Well I have lost .2 pounds. Yeah. That's it. That means .1 pound per week. Impressive, I know. I'll give you a minute to recover.
(And for those of you with the karmic calculator, this is indeed my punishment for having bragged last time about how I was so awesome. I am still awesome, for the record, I'm just not much skinnier.)
My husband, "The Destroyer," has lost another 2.7 pounds. At least, as of the last time he weighed himself. He continues not to exercise regularly. Not that I do . . .
What happened? I don't know. I am guessing I'm within my normal point range. I have gone out to eat with my dad a few times and over indulged in seafoody goodness.
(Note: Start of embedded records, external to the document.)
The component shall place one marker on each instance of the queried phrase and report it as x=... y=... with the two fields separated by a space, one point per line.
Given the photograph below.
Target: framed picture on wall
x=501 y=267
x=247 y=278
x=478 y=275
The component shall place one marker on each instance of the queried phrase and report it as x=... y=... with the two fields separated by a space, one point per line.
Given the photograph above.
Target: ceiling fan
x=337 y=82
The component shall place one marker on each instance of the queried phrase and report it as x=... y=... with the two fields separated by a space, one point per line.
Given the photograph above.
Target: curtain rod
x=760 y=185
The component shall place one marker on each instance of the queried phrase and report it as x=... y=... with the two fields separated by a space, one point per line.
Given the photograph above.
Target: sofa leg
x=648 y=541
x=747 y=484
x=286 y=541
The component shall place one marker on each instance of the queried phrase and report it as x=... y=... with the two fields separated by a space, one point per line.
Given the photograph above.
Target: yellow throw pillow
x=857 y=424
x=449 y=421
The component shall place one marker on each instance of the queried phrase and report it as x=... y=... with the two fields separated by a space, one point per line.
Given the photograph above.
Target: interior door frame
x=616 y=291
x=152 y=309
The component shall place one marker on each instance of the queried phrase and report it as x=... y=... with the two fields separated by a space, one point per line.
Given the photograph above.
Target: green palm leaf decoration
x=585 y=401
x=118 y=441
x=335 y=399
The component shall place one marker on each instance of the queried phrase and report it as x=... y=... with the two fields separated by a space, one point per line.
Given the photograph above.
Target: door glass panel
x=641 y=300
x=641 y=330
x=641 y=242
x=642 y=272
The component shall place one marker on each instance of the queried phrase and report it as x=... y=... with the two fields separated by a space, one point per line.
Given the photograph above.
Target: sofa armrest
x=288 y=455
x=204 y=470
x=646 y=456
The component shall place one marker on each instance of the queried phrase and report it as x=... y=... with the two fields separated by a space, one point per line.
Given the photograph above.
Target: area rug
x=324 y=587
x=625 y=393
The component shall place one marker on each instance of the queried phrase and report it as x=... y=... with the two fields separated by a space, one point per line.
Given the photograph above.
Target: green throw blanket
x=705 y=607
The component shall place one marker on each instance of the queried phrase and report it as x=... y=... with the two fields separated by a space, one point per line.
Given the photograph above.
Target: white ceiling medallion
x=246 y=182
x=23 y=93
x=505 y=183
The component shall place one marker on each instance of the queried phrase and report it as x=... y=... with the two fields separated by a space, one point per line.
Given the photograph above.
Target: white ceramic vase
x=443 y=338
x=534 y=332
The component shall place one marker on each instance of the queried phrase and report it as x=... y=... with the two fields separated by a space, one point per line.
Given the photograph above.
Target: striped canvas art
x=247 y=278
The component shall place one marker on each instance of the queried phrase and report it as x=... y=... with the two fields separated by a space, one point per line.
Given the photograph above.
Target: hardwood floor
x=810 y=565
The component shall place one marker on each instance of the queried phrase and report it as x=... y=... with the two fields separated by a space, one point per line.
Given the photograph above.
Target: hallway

And of course normal Mountain Dew when we're at a restraunt. Part of the problem is my work schedule. I work 10-2, which means I eat breakfast and then I get home well after lunch time. By then I feel like I am within breaths of starving to death. I eat around 3 or 3:30, and then dinner time comes at 5 or 6. Within a two hour period I end up eating two large meals. After a giant meal, two or three hours later I start thinking I need to eat to prevent malnourishment. The cycle is vicious.
I have been good with not snacking and also with refraining from drinking non-diet soda, at least not at home. I am only successful in drinking water at work half of the time. One of my major long-term goals is to increase and maintain the amount of water I drink each day.
Earlier this week I met a woman who shared that she had recently lost 100 pounds. I would have never guessed. She was a normal sized person. Not a size 0, not a size 28, just an average sized person. After losing 100 pounds! Just by walking! She said she didn't do it much, just on breaks and lunch at work, etc. I am really thinking about it, there are nice sidewalks and parking lots where I could walk even in inclement weather. I keep kidding myself that I'll get on the treadmill at home, but I never seem to make it past the well-intention part.
I would be happy to see 175 at this point, and even happier to get down to 170 and hold. It sucks to be stalled at this point when I'm so close to having lost a total of 15 pounds.
Until then, looks like I'm losing to THE DESTROYER.